Packet Filtering Confusion
cbriant
Member Posts: 59 ■■□□□□□□□□
Hi,
I get confused with source and destination ports, does anyone know of a website that explains this clearly?
Chris.
I get confused with source and destination ports, does anyone know of a website that explains this clearly?
Chris.
Comments
-
dynamik Banned Posts: 12,312 ■■■■■■■■■□The source port is the port that is used on the machine sending the data. The destination port is the target port of the recipient machine. What are you having a hard time with?
-
royal Member Posts: 3,352 ■■■■□□□□□□Perhaps this will help.

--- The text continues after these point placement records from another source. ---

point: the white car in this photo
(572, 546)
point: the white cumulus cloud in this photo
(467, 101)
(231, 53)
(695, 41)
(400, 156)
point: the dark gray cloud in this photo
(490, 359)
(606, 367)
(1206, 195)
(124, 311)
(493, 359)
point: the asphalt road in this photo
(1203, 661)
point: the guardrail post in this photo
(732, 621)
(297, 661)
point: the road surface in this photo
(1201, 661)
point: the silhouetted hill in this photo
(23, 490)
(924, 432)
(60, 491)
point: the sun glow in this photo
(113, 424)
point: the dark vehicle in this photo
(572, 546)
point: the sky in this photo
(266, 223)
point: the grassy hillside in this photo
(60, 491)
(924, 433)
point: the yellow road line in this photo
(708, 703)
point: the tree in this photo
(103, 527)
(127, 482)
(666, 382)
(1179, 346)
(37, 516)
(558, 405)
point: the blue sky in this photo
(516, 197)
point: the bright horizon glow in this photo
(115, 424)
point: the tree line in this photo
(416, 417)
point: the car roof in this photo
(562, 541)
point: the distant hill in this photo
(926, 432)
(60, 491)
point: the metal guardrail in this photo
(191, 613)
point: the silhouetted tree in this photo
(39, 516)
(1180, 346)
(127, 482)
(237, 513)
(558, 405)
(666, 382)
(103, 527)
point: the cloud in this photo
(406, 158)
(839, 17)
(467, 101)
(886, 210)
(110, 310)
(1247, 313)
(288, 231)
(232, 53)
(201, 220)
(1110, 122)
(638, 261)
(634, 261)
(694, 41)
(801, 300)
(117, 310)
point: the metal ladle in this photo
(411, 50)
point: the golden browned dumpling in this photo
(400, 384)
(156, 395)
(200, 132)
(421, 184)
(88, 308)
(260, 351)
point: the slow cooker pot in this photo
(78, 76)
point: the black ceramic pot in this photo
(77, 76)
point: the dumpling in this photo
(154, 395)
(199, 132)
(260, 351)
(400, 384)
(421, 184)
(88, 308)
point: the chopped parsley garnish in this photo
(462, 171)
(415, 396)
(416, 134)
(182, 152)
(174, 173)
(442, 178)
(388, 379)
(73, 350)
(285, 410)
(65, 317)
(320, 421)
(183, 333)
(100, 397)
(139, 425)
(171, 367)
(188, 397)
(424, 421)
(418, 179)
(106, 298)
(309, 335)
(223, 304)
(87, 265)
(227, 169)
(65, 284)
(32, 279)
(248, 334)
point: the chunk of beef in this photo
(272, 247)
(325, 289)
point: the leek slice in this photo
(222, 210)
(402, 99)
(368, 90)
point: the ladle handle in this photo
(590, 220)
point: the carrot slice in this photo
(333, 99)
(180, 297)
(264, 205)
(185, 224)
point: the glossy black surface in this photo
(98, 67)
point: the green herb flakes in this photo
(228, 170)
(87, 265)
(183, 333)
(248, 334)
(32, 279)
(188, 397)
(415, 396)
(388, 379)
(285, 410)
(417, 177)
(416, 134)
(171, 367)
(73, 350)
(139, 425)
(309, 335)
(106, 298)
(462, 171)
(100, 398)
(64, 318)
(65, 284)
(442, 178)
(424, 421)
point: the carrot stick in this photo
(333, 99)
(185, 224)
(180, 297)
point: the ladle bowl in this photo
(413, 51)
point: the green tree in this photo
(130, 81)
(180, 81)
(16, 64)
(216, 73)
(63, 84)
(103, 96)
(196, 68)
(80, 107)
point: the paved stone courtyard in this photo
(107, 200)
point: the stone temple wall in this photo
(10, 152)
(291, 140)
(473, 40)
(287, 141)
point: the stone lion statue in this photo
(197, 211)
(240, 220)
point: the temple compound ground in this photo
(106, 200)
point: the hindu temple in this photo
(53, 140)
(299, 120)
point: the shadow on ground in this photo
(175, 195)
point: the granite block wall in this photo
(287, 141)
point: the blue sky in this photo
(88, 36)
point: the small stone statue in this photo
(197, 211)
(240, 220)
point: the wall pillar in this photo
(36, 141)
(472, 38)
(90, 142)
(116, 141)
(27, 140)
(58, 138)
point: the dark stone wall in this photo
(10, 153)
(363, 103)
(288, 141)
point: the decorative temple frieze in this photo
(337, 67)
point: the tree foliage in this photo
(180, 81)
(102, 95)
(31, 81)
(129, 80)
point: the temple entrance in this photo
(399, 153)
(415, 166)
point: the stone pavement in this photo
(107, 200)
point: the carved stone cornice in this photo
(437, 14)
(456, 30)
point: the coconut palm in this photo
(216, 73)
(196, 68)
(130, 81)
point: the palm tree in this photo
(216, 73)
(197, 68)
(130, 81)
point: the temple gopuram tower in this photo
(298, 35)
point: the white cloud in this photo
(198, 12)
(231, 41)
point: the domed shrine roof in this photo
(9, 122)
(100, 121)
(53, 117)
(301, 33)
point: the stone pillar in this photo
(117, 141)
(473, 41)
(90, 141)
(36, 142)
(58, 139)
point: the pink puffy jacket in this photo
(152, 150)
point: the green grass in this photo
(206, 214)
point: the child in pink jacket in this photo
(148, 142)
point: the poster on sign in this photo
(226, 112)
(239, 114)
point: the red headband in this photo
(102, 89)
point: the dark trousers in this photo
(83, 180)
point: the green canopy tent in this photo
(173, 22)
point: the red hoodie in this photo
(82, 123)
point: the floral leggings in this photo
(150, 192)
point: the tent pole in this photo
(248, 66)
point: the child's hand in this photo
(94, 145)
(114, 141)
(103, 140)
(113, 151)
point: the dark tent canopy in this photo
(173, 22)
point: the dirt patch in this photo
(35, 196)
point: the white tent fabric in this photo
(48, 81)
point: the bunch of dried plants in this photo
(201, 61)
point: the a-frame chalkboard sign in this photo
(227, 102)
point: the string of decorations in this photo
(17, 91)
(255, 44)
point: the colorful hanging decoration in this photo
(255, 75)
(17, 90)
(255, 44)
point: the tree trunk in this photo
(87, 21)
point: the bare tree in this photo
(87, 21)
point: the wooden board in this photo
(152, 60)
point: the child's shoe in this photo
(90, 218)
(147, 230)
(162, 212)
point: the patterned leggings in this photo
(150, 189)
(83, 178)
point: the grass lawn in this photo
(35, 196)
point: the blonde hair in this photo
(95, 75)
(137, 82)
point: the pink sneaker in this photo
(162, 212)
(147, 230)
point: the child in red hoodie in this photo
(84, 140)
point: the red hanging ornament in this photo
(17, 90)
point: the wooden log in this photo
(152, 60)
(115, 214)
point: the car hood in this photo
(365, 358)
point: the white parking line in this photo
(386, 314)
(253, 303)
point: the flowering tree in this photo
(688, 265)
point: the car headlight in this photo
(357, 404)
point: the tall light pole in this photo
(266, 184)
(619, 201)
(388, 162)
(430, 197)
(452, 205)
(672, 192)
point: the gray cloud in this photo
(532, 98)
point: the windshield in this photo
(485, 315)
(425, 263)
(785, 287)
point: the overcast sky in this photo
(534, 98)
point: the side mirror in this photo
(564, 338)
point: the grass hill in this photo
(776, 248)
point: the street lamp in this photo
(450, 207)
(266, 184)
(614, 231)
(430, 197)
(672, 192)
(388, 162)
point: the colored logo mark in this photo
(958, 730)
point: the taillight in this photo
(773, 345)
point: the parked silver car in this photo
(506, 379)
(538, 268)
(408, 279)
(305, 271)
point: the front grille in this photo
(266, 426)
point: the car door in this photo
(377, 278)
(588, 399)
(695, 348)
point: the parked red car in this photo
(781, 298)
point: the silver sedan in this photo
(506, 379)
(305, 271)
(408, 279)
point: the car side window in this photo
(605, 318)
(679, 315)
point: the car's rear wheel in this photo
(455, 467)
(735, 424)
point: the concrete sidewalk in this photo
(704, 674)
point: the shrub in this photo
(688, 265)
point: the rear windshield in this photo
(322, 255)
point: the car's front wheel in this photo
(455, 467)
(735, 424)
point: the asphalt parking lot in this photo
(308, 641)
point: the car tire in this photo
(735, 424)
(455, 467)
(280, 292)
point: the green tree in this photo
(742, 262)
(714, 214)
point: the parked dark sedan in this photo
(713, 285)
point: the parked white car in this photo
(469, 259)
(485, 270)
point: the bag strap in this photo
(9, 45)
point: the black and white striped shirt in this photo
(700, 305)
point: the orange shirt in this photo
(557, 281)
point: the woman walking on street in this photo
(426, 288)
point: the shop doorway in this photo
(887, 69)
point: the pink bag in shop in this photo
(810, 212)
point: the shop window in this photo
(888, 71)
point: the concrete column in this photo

So here's an example in netstat:
TCP 192.168.1.109:53542 207.68.183.124:http ESTABLISHED
192.168.1.109 is the IP address of my machine. Please, don't hack me!
On a more serious note...
As you can see, 53542 is a randomly used port to send data to a destination of 207.68.183.124 over the http (80) protocol. The way this works is through NAT Overloading (PAT). So essentially, the reason why we have a source port is as follows:
The sending computer sends with:
Source: 192.168.1.109:53542
Destination: 207.68.183.124:http (port 80)
The packet hits the router
The router changes the source IP to the public IP of the router (lets say 1.2.3.4)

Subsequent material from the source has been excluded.